Frères et soeurs, pour le meilleur et pour le pire
Francine KLAGSBURN, Bayard Editions, 1994, 250p.
La relation qui s’établit entre frères et soeurs a de tout temps été idéalisée et érigée en modèle des rapports humain. Et ce au point que notre République a inscrit dans sa devise fondatrice aux côtés de la Liberté et de l’Egalité, la Fraternité. C’est sans voir toute la complexité de la condition fraternelle et passer sous silence ses aspects les plus sombres.
Francine Klagsburn, auteur d’outre-atlantique, a essayé d’y voir un peu plus clair en s’appuyant sur de nombreux témoignages ainsi que de multiples études tant sociologiques que psychologiques. Voilà de quoi intéresser les frère et soeur ou parents de fratrie que nous sommes -à quelques exceptions près- toutes et tous.

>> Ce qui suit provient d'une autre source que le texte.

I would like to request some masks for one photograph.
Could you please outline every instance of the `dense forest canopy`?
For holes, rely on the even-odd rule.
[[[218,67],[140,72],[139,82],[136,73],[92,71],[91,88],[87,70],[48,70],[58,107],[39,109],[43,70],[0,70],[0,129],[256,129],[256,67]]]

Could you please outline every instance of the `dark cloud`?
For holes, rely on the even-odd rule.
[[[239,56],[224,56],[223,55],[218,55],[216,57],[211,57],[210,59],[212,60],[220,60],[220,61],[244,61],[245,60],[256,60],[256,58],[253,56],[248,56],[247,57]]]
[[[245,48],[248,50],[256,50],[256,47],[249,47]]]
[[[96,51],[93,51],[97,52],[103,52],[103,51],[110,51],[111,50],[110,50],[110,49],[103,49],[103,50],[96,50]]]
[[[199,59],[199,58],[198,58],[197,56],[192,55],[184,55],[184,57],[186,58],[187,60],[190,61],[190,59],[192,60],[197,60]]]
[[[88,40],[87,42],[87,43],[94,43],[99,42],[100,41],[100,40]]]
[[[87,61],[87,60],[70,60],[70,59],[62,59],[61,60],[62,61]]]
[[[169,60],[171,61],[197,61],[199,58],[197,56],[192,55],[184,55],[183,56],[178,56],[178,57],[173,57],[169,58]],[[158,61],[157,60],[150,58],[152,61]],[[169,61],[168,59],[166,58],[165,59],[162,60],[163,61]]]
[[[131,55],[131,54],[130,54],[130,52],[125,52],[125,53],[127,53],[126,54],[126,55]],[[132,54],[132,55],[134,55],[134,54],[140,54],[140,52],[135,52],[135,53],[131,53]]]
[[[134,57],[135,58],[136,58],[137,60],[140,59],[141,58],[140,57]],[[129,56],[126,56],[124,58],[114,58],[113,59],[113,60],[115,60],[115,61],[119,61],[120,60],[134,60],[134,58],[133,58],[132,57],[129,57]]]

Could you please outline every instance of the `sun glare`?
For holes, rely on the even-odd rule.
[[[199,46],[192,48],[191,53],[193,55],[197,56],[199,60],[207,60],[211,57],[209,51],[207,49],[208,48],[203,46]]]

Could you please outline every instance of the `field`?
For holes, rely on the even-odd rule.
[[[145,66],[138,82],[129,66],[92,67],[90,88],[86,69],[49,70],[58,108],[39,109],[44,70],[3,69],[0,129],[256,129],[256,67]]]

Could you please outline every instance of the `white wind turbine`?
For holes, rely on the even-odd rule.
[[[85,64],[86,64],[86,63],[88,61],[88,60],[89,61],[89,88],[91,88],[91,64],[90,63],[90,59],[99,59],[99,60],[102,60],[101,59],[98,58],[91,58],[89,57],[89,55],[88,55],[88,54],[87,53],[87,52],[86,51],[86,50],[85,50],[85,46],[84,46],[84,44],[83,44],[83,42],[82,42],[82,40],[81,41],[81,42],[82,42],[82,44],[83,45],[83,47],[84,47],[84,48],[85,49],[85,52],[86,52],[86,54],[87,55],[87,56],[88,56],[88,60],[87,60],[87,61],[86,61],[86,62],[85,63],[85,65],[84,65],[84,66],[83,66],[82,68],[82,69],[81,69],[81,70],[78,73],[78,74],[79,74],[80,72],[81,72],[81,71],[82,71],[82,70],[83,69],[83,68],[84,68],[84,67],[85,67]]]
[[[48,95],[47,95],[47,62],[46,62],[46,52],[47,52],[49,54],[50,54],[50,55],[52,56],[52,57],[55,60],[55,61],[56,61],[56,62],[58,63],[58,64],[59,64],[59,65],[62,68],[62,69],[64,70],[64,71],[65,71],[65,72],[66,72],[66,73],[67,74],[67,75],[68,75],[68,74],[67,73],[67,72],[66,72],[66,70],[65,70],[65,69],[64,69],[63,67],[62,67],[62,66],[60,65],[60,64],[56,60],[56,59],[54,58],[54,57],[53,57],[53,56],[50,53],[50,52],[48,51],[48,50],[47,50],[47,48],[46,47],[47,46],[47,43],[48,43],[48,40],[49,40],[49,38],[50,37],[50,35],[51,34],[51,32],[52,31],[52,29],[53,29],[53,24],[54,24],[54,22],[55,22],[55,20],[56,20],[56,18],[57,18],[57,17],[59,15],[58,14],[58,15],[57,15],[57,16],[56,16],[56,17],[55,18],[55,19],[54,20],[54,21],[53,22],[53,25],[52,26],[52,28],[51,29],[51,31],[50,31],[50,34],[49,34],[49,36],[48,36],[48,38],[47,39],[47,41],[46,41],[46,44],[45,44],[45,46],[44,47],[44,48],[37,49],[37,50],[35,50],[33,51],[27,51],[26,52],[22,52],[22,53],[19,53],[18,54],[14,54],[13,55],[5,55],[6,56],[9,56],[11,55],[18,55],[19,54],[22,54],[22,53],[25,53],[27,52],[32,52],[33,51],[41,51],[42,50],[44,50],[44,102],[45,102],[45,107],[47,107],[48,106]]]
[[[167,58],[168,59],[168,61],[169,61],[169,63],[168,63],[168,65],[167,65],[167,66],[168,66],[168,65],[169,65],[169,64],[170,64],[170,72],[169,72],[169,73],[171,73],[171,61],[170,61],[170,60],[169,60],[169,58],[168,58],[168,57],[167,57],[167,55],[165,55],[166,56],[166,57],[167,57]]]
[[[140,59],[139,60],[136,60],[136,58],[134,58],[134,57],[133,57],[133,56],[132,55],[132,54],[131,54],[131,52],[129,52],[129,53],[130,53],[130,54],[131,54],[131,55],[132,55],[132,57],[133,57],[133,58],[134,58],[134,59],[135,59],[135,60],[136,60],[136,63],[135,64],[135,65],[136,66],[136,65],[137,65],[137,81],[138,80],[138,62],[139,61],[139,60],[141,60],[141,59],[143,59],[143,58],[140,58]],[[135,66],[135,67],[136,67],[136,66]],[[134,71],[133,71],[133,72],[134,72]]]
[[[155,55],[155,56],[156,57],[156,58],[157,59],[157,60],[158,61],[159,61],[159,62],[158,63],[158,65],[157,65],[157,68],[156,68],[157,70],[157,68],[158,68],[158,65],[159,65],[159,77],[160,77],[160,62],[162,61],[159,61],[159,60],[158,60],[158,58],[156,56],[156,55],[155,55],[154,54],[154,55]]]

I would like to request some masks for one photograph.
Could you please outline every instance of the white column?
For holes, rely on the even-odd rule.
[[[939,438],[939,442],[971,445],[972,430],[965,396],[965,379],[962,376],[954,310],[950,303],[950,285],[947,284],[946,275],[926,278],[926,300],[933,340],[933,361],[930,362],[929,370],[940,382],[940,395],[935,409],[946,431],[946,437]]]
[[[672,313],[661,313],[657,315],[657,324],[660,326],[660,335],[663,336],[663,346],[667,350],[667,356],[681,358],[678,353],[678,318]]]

Si la complicité viscérale constitue bien la composante fondamentale du lien fraternel, il ne faudrait pas oublier l’autre caractéristique tout aussi incontournable que constitue cette concurrence acharnée pour obtenir l’amour et l’attention des parents ainsi que le pouvoir et le prestige au sein de la fratrie. Ce qui permet de structurer l’identité de l’individu, c’est certes son héritage héréditaire ainsi que le contexte dans lequel il naît, mais aussi et surtout les efforts qu’il déploie pour se différencier des autres enfants de la famille. En fonction des rôles déjà existants, on verra apparaître le sociable, le studieux, le turbulent, le rêveur etc ...
La vie est belle tant que l’aîné reste unique. A la naissance du deuxième, c’est une autre paire de manche: il est animé de sentiments contradictoires faits de colère et de jalousie contre celui ou celle avec qui il va devoir partager l’affection parentale, mais aussi de responsabilité à l’égard d’un cadet qu’il devra dorénavant guider et protéger. Ce dernier vivra dans une certaine dépendance qu’il entretiendra en ayant toujours un peu tendance à se faire prendre en charge.
Le favoritisme est très difficile à distinguer dans ce qu’il a de réel ou de perçu. Les parents échouent dans leur tâche quand la frontière s’estompe entre différenciation et traitement différencié. Destinée terrible alors que celle de l’enfant tombé en disgrâce, qui n’a alors d’autres ressources que celle de devenir ce qu’on le pousse à être. La place du préféré n’est pas toujours facile non plus tant pèse lourd le poids de celui en qui on a mis tous ses espoirs et qui n’a pas droit de les décevoir ...
Entre frères et soeurs, cinq stades de relation peuvent être définis: l’intimité, l’agréable, la loyauté, l’indifférence et l’hostilité. Le temps vient parfois arranger les tensions. Mais il arrive que celles-ci perdurent jusqu’au moment des héritages. Se rejouent alors les disputes et règlements de compte datant de l’enfance et qui ont parfois plus à voir avec l’amour et la reconnaissance de la part des parents défunts qu’avec les possessions et l’argent.
Reste cette intensité des sentiments qui unit la plupart des fratries et qui permet de dire: « il y a certains fous rires que vous ne pouvez partager qu’avec un frère ou une soeur » (p.236).